カメラを選ぶ

カメラを選ぶのは簡単なようで難しい。プロのカメラマンとしてはこだわって選ぶところであるし、商売道具になるわけだからいいカメラを使いたくもあるし、かと言って予算には限りがあるしで、いつもカメラを選ぶのには慎重になる。プロのカメラマンの多くはN社かC社のカメラを選ぶのだろうし、その中のフラッグシップ機かその一段下位モデルを使っていると思う。最近のメーカーの動向を観察すると、コンデジと高級コンデジ、ミラーレス一眼にエントリークラスの一眼デジタルカメラ、ハイアマチュア向け一眼デジタルカメラ、そしてフラッグシップという格分けが如実に現れている。

各セクションでメーカーは異なるターゲットをにらんでいるのだろうけれど、それにしてもハイアマ以上向けのカメラの高価なこと。プロカメラマンは儲かっているだろうと思われているのかもしれない。価格だけで考えると下位機何台買えるだろうと言うような値段がするので、みっともないですがぼくはなかなか手が出せない。何とか理由を付けては下位モデルを選ぶようにしています(笑)

 

みなさんカメラを選ぶ基準はそれぞれお持ちでしょうけれど、ちなみにぼくがカメラを選ぶ場合には頑丈なこと、シンクロターミナルが付いていること、CFカードが入ること、ファインダーの見やすさなどで見比べているのです。そうすると自然とランクも価格も上がるのですが…。業務であちこち持ち運びもするので頑丈さは、カタログの表記以上に持った感覚的な部分も含めて大切です、だから通販じゃ絶対選ぶことは出来ない。

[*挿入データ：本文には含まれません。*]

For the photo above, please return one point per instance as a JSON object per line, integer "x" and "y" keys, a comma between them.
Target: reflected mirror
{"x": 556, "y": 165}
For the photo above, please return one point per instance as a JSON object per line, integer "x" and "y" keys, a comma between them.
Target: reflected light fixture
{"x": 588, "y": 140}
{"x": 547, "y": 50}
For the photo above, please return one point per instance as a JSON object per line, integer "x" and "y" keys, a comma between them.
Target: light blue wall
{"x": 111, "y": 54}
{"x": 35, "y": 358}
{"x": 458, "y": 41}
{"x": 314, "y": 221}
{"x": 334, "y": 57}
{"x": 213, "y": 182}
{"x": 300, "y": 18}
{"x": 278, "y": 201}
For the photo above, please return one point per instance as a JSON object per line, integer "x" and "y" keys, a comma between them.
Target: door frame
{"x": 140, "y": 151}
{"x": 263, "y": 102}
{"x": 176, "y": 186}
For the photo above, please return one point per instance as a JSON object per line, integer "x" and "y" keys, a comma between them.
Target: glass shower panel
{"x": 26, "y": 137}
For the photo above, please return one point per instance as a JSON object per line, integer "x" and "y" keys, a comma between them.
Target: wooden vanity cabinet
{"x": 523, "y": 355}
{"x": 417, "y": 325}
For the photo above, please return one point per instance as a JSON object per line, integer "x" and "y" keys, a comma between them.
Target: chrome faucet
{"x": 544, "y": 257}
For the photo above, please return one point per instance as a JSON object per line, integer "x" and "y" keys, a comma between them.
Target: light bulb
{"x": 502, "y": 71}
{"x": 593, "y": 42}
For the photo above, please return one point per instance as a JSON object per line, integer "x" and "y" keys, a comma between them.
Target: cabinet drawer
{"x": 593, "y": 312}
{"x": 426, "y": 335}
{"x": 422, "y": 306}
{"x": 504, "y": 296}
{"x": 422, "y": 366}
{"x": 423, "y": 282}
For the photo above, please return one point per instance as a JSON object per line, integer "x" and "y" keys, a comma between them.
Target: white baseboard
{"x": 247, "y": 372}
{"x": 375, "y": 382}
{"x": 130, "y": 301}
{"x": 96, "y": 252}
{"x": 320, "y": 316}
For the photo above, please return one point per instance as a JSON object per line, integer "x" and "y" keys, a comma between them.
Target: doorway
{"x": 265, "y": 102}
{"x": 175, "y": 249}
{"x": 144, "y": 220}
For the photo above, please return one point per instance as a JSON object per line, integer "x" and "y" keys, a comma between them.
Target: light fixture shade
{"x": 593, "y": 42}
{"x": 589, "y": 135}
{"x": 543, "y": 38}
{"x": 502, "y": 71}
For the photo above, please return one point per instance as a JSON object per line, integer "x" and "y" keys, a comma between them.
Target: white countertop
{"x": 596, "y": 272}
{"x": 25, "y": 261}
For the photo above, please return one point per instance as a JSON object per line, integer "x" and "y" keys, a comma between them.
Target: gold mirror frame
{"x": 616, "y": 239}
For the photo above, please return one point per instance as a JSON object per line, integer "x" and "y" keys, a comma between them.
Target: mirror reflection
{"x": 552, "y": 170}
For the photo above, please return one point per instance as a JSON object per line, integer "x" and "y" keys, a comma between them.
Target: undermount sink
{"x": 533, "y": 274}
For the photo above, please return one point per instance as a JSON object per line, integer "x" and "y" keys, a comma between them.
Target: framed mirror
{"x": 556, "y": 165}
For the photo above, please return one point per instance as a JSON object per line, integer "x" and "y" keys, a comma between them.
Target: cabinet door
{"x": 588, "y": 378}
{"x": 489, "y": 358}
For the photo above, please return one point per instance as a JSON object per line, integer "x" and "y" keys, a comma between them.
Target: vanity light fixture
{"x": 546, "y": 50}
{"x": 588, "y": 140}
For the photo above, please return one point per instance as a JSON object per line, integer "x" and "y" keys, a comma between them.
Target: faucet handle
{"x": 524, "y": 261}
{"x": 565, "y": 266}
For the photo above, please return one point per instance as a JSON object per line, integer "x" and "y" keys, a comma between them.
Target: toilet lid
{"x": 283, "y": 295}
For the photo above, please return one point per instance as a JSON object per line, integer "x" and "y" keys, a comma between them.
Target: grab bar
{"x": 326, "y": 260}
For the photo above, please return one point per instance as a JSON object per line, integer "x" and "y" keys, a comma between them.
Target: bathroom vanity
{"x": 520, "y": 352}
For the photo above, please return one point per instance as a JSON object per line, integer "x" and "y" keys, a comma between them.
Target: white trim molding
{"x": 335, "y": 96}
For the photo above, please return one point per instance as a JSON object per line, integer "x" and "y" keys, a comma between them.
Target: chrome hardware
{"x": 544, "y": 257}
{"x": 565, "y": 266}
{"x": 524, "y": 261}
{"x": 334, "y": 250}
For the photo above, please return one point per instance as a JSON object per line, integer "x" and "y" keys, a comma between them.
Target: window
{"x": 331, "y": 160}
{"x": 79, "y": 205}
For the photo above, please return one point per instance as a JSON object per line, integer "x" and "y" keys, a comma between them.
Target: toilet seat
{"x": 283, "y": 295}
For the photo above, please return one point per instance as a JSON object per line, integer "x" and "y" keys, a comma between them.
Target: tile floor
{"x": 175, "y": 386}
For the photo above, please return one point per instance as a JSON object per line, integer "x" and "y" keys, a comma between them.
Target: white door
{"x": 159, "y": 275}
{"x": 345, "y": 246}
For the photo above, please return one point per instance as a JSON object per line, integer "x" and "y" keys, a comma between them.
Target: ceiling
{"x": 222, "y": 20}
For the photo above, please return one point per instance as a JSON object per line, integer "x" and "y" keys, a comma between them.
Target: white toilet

軽すぎると長いレンズ付けたときにマウント部分が心配です。ちなみにカメラもレンズもマウントが曲がると光学精度が発揮されなくなり、サービスセンターに修理に出してマウント交換してAF精度を再調整しなくてはなりません。業務用の大型ストロボを使うので、シンクロコードを接続するシンクロターミナルは付いていないとイヤです。カメラのアクセサリーに外付けのシンクロターミナルもあるけれど、ホットシュー位置からコードが伸びるのがイヤだし、ワイヤレス通信も可能なのですが万が一無線が効かなくなった場合に、スマートに有線接続出来るようにしたいですね。常々何が起こっても可能な限り対処出来るようにしておく。

PCとのデータ転送もケーブルで行えば、記録メディアは大きなトラブルにはならないかも知れませんが、やはりCFカードの方がSDカードより物理的に安心出来る。ファインダーは肉眼で覗くものだし、生理的に見易いファインダーでなければストレスが溜まります。ぼくは基本的にライブビューは使いません。ファインダーの視野率は100%、倍率も100%に限りなく近い方が好もしい。

 

カメラを選ぶにしても毎年のように各メーカーから新製品が発売されてその都度、基本性能がアップデートされて新たな付加機能が増えて行くのですが、どれほど便利になっても使わない機能は使わないまま。利己的カメラマンであるぼくは顔認識とかカメラ内RAW現像とか写真編集とかスライドショーとか、縦位置バッテリーグリップもいらない。いつの日か、自分に最適な機能を選ぶことが出来るセミオーダーカスタムみたいな、そんなサービスが出来ないものかな。PCのカスタムみたいに、カメラマンが必要とする機能を選んでいくシステム。もちろん既製品とは言えど様々なカメラマンの要望を反映させて、メーカの方は頑張っていらっしゃるのだろうけれど。